Les informaticiens sont des martiens
Il y a actuellement une tendance actuelle à considérer que le fait d’être informaticien rendrait incapable de concevoir un logicel (ou un site Internet) compréhensible par un être humain “normal”. D’où le sophisme suivant : “n’être pas informaticien est une garantie absolue qu’on est capable de concevoir un système simple d’utilisation”.
Commentaire lu à propos d’un ouvrage sur la lisibilité des contenus Internent : “Jusqu’à présent les seuls ouvrages ou sites traitant de la présentation disponibles en français étaient conçus par des informaticiens. Pas ou peu de recul critique donc, concernant l’ergonomie de la mise en page.” en fait cet ouvrage traite spécifiquement de la lisibilité (ce qui est différent de l’utilisabilité et de l’ergonomie) mais j’ai vu, lu, entendu ce genre de remarque à de multiples reprises au sujet de l’ergonomie (”usability” selon le terme en vogue).
Le seul problème dans ce raisonnement c’est que si on prend le cas d’un des expert reconnus dans le domaine de l’utilisabilité, Jakob Nielsen (au hasard), et qu’on lit son CV ; on s’aperçoit qu’il est titulaire d’un “Ph.D. in human-computer interaction from the Technical University of Denmark in Copenhagen”. Pour les as du marketing “Ph.D. in human-computer interaction from the Technical University of …” ne se traduit pas en français par “BTS action commerciale à Issouilly les Crémones”. Jakob Nielsen est bien un informaticien spécialisé en interraction homme-machine. Donc si les informaticiens n’ont “pas de recul” en matière d’ergonomie, les experts reconnus en ergonomie du logiciel sont bien des informaticiens.
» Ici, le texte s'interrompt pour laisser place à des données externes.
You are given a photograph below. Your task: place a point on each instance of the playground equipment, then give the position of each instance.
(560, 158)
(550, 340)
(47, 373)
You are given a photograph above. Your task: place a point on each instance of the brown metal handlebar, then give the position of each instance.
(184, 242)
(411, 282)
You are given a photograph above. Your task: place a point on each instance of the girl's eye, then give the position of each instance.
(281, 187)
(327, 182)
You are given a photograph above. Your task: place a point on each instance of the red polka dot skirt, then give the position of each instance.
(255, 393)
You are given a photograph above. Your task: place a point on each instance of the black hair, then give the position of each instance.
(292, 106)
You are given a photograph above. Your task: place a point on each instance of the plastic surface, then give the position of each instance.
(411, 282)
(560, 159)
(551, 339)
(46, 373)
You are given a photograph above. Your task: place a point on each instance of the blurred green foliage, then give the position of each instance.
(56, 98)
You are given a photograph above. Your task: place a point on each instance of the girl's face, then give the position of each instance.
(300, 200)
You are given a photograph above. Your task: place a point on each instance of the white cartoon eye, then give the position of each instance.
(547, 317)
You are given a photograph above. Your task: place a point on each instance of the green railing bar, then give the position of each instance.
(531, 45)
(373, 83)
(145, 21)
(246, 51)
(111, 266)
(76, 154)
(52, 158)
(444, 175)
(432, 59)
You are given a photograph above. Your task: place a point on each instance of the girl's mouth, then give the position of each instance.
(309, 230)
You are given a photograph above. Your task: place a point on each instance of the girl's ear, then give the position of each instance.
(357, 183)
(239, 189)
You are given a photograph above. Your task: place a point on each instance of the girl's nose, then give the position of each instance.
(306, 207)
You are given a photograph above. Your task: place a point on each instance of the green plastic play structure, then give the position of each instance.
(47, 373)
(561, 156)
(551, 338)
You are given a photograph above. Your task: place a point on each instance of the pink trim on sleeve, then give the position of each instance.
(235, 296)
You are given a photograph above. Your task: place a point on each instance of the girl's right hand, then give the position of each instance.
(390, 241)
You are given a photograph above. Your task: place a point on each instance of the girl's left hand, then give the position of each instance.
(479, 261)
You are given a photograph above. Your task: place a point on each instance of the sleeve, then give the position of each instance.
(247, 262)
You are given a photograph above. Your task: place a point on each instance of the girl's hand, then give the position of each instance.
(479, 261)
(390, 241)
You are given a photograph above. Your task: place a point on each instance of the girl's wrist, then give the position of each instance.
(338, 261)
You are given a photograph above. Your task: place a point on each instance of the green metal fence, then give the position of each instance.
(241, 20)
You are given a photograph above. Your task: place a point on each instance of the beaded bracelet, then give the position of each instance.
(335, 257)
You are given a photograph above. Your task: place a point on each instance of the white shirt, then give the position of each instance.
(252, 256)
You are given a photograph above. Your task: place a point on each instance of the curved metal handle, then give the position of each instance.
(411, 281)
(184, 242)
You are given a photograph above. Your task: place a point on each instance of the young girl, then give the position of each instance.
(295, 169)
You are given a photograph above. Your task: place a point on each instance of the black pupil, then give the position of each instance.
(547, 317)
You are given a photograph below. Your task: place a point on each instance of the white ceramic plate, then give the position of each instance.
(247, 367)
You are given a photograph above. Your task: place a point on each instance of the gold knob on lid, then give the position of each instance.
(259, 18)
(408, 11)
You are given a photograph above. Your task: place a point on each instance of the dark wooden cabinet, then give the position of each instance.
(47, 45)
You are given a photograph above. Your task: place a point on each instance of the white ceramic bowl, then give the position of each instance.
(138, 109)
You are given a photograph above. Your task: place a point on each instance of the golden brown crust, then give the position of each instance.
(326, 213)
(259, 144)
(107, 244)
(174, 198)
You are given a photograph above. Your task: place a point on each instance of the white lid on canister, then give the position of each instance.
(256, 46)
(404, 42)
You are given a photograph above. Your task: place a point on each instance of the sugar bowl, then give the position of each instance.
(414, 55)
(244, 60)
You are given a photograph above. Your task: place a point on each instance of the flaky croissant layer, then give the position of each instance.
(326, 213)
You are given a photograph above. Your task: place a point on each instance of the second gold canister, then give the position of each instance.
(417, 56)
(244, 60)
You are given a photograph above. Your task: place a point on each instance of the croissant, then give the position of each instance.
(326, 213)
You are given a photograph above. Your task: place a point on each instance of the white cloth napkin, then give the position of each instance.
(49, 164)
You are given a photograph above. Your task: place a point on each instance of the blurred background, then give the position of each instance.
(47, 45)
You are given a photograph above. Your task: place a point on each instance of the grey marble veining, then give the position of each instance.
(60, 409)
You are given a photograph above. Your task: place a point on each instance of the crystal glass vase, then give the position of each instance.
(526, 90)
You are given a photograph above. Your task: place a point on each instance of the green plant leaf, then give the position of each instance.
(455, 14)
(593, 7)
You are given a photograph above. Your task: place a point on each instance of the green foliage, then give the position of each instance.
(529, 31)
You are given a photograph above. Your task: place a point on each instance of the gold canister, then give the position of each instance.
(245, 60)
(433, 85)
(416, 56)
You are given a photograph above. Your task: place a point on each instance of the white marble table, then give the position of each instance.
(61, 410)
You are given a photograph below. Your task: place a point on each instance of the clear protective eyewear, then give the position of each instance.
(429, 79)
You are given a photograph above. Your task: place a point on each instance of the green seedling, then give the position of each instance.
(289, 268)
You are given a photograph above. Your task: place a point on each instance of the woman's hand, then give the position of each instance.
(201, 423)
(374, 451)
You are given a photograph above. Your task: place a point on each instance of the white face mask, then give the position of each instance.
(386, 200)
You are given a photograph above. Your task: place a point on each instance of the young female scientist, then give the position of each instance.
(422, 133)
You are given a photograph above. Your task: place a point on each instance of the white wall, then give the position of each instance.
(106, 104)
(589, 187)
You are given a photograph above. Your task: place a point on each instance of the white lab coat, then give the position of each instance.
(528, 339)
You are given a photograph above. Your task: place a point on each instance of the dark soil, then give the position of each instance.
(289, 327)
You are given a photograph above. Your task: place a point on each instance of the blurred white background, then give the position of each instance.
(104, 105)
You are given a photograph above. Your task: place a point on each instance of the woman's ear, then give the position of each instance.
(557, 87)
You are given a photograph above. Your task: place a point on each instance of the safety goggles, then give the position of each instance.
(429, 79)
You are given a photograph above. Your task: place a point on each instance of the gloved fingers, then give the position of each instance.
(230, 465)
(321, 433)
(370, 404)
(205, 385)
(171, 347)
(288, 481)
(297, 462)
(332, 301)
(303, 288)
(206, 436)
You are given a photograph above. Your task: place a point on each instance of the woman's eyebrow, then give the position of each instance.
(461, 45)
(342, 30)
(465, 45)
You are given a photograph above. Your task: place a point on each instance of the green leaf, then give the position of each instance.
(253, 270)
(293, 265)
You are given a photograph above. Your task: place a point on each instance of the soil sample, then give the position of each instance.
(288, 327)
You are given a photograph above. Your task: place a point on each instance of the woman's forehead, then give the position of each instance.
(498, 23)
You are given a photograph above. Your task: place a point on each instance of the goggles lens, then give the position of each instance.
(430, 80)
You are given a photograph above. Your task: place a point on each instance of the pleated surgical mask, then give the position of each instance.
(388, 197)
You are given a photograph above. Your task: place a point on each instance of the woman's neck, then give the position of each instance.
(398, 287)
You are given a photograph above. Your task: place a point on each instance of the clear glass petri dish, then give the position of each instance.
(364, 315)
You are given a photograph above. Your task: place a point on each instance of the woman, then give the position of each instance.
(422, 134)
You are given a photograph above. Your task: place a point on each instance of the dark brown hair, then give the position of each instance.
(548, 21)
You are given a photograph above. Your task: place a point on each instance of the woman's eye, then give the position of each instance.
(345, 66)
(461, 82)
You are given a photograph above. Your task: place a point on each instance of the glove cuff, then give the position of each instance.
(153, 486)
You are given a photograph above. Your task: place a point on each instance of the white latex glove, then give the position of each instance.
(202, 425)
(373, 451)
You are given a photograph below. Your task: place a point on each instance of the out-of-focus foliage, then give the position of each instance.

Je ne me prétends pas du tout expert en ergonomie mais le sujet m’intéresse. Je me contente d’essayer d’appliquer les conseils de gens qui passent leur temps à étudier le sujet. Ce domaine relève de la démarche expérimentale.
- On fait tester des sites pas un grand nombre d’utilisateurs (on leur demande de trouver une information sur le site, de passer commande, de s’inscrire pour participer à un évènement, etc.),
- on collecte les résultats (ils arrivent à faire ça, pas ça)
- on synthétise de manière à déterminer ce qui a tendance (à de multiples reprises) à poser problème ou au contraire ce qui est simple à faire pour tout le monde
- on écrit des “conseils d’utilisabilité” basé sur ces observations
L’erreur(?) de raisonnement est de penser qu’il y a équivalence entre “rendre un système utilisable” et “faire concevoir un système par l’utilisateur”. Bien évidemment l’arbitrage final revient aux tests utilisateurs qui montrent si le système est “utilisable”. Avant (et après) cela, la conception relève de : la théorie (la conception d’interfaces homme / machine est un domaine d’étude spécique) et de l’expérience (le résultat des tests utilisateur).
Si ma boulangère est sans doute parfaitement capable de jouer le rôle de “cobaye” dans un test de site Internet, je doute fort qu’elle soit capable de mettre en place la méthode et d’interpréter les résultats. Le jour où ou pourra confier totalement la conception d’une interface logicielle à ma boulangère, les vaches se trairont elles mêmes.